In how many ways can the set $N ={1, 2, \cdots, n}$ be partitioned in the form $p(N) = A_{1}\cup A_{2}\cup \cdots \cup A_{k},$ where $A_{i}$ consists of elements forming arithmetic progressions, all with the same common positive difference $d_{p}$ and of length at least one? At least two?
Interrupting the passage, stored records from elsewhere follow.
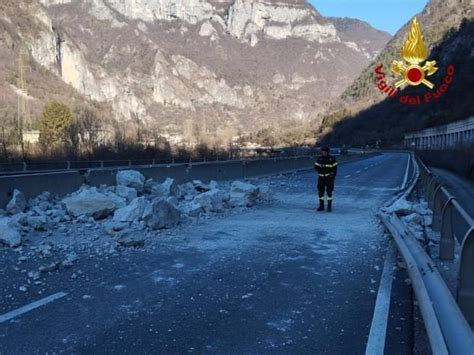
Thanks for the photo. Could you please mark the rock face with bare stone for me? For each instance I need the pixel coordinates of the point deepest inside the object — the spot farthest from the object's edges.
(17, 204)
(131, 212)
(9, 234)
(243, 194)
(89, 202)
(161, 214)
(130, 178)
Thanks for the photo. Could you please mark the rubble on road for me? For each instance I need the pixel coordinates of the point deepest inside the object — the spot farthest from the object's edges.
(88, 201)
(117, 215)
(9, 234)
(243, 194)
(17, 204)
(130, 178)
(161, 214)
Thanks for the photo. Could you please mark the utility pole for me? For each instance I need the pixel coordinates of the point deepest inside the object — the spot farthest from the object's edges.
(23, 109)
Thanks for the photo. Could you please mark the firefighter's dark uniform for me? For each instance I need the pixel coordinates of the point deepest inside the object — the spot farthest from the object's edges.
(326, 166)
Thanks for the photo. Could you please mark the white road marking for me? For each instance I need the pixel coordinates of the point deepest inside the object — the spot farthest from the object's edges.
(406, 173)
(29, 307)
(378, 329)
(363, 188)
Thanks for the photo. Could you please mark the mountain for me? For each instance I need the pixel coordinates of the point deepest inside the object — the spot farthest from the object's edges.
(448, 31)
(181, 66)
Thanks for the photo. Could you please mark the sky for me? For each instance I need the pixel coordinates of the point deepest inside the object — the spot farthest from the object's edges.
(386, 15)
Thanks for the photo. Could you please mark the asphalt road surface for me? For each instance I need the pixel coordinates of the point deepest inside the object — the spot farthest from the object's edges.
(277, 278)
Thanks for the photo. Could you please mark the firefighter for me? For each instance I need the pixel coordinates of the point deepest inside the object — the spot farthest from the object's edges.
(326, 166)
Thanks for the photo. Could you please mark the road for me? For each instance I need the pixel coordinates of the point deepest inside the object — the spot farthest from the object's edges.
(277, 278)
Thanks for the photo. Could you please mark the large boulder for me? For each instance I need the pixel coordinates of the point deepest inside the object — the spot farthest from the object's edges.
(128, 193)
(39, 223)
(199, 186)
(130, 178)
(192, 209)
(90, 202)
(132, 212)
(118, 200)
(212, 200)
(132, 239)
(161, 214)
(9, 234)
(243, 194)
(165, 189)
(186, 191)
(17, 204)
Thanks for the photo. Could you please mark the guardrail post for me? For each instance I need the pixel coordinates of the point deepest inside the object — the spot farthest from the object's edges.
(433, 186)
(428, 189)
(437, 209)
(446, 243)
(465, 292)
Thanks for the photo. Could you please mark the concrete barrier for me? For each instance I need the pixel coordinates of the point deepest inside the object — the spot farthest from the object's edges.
(62, 183)
(58, 184)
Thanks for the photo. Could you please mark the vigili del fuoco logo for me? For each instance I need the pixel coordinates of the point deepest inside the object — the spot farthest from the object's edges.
(414, 70)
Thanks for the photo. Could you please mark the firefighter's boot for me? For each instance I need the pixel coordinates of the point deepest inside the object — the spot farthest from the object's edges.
(329, 206)
(321, 205)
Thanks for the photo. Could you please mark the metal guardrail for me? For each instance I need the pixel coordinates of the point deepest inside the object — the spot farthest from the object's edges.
(446, 326)
(23, 167)
(453, 223)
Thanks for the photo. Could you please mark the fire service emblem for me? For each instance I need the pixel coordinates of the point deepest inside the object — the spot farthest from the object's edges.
(414, 52)
(414, 69)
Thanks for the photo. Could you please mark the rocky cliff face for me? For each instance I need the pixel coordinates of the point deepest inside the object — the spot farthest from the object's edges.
(236, 64)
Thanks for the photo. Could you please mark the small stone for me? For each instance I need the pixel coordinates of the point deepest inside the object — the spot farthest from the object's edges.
(49, 268)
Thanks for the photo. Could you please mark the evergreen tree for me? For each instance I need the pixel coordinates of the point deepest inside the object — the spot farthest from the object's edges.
(54, 124)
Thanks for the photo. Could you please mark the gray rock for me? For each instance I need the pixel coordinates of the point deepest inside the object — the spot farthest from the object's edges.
(186, 191)
(243, 194)
(161, 214)
(119, 201)
(174, 201)
(132, 212)
(17, 204)
(44, 196)
(49, 267)
(113, 227)
(192, 209)
(90, 202)
(413, 218)
(39, 223)
(130, 178)
(70, 259)
(165, 189)
(132, 239)
(9, 234)
(199, 186)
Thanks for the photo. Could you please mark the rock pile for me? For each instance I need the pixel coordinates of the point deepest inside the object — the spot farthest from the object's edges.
(125, 211)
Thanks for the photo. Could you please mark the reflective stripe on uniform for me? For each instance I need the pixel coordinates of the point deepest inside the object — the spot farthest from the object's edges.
(326, 165)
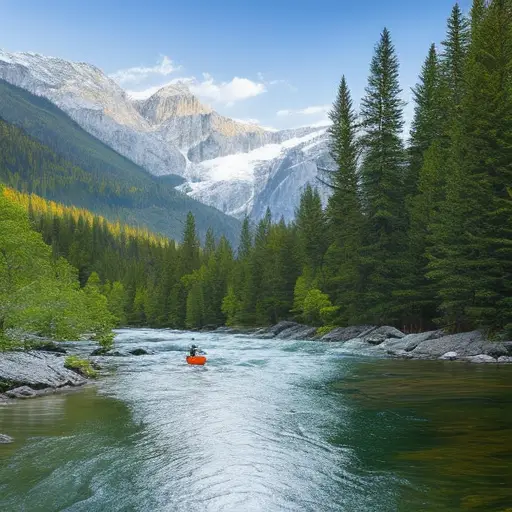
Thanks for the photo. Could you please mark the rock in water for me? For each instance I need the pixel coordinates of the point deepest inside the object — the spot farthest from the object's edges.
(449, 356)
(37, 370)
(139, 352)
(21, 392)
(481, 358)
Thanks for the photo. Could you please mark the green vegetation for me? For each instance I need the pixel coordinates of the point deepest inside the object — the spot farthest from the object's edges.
(43, 151)
(81, 366)
(415, 235)
(39, 292)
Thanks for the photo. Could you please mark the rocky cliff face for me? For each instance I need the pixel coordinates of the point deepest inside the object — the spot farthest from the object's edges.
(236, 167)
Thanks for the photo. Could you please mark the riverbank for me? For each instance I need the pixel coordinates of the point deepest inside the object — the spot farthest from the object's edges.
(471, 347)
(26, 374)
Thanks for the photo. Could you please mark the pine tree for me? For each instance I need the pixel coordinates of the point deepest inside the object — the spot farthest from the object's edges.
(455, 49)
(344, 209)
(472, 266)
(311, 229)
(382, 175)
(427, 122)
(189, 251)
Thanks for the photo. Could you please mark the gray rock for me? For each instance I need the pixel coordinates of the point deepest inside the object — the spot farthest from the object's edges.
(5, 439)
(507, 345)
(297, 332)
(273, 331)
(381, 334)
(37, 370)
(449, 356)
(21, 392)
(107, 352)
(348, 333)
(481, 358)
(465, 344)
(139, 352)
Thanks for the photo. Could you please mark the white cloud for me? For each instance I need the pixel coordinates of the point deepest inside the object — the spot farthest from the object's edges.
(137, 75)
(246, 121)
(227, 93)
(308, 111)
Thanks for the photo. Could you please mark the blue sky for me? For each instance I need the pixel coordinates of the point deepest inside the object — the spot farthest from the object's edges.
(277, 62)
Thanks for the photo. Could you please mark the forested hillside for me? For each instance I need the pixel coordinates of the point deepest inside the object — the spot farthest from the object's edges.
(44, 151)
(416, 235)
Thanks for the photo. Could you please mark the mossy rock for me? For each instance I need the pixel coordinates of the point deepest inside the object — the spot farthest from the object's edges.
(80, 366)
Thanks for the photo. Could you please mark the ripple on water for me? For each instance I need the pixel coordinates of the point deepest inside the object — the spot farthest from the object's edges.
(260, 428)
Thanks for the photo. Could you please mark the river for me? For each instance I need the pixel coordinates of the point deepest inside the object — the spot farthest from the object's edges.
(266, 425)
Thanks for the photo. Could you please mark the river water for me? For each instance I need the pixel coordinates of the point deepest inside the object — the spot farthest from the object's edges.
(265, 426)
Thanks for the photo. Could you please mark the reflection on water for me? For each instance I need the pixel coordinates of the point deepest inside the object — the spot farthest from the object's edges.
(445, 427)
(267, 426)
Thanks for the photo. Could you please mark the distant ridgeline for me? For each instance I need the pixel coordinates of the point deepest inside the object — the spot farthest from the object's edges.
(416, 236)
(42, 150)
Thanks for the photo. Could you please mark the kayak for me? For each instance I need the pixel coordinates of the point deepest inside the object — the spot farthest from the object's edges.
(196, 360)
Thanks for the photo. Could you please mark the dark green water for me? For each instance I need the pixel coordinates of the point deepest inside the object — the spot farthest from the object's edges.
(265, 426)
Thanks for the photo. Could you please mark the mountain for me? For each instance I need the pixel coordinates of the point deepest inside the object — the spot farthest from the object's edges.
(42, 150)
(172, 132)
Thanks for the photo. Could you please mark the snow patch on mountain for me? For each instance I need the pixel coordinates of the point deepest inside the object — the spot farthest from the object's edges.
(237, 167)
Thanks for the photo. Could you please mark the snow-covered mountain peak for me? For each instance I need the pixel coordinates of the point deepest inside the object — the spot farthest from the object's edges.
(236, 166)
(171, 101)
HIDE: Solution Part 1 Claim: There are $2^{n}-2$ ways of performing the desired partitioning. Let $d(k)$ equal the number of ways $N$ can be partitioned as above with common difference $k.$ We are thus trying to evaluate $\sum_{i=1}^{n-1}d(i)$ Lemma: $d(i) = 2^{n-i}$ We may divide $N$ into various rows where the first term of each row denotes a residue $\bmod{i}.$ The only exception is the last row, as no row starts with $0$; the last row will start with $i.$ We display the rows as such: $1, 1+i, 1+2i, 1+3i, \cdots$ $2, 2+i, 2+2i, 2+3i, \cdots$ $\cdots$ $i, 2i, 3i, \cdots$ Since all numbers have one lowest remainder $\bmod{i}$ and we have covered all possible remainders, all elements of $N$ occur exactly once in these rows. Now, we can take $k$ line segments and partition a given row above; all entries within two segments would belong to the same set. For example, we can have: $1| 1+i, 1+2i, 1+3i | 1+4i | 1+5i, 1+6i, 1+7i, 1+8i,$ which would result in the various subsets: ${1},{1+i, 1+2i, 1+3i},{1+4i},{1+5i, 1+6i, 1+7i, 1+8i}.$ For any given row with $k$ elements, we can have at most $k-1$ segments. Thus, we can arrange any number of segments where the number lies between $0$ and $k-1$, inclusive, in: $\binom{k-1}{0}+\binom{k-1}{1}+\cdots+\binom{k-1}{k-1}= 2^{k-1}$ ways. Applying the same principle to the other rows and multiplying, we see that the result always gives us $2^{n-i},$ as desired. We now proceed to the original proof. Since $d(i) = 2^{n-i}$ by the above lemma, we have: $\sum_{i=1}^{n-1}d(i) = \sum_{i=1}^{n-1}2^{n-i}= 2^{n}-2$ Thus, there are $2^{n}-2$ ways of partitioning the set as desired. Part 2 Everything is the same as above, except the lemma slightly changes to $d(i) = 2^{n-i}-i.$ Evaluating the earlier sum gives us: $\sum_{i=1}^{n-1}d(i) = \sum_{i=1}^{n-1}2^{n-i}-i = 2^{n}-\frac{n(n-1)}{2}-2$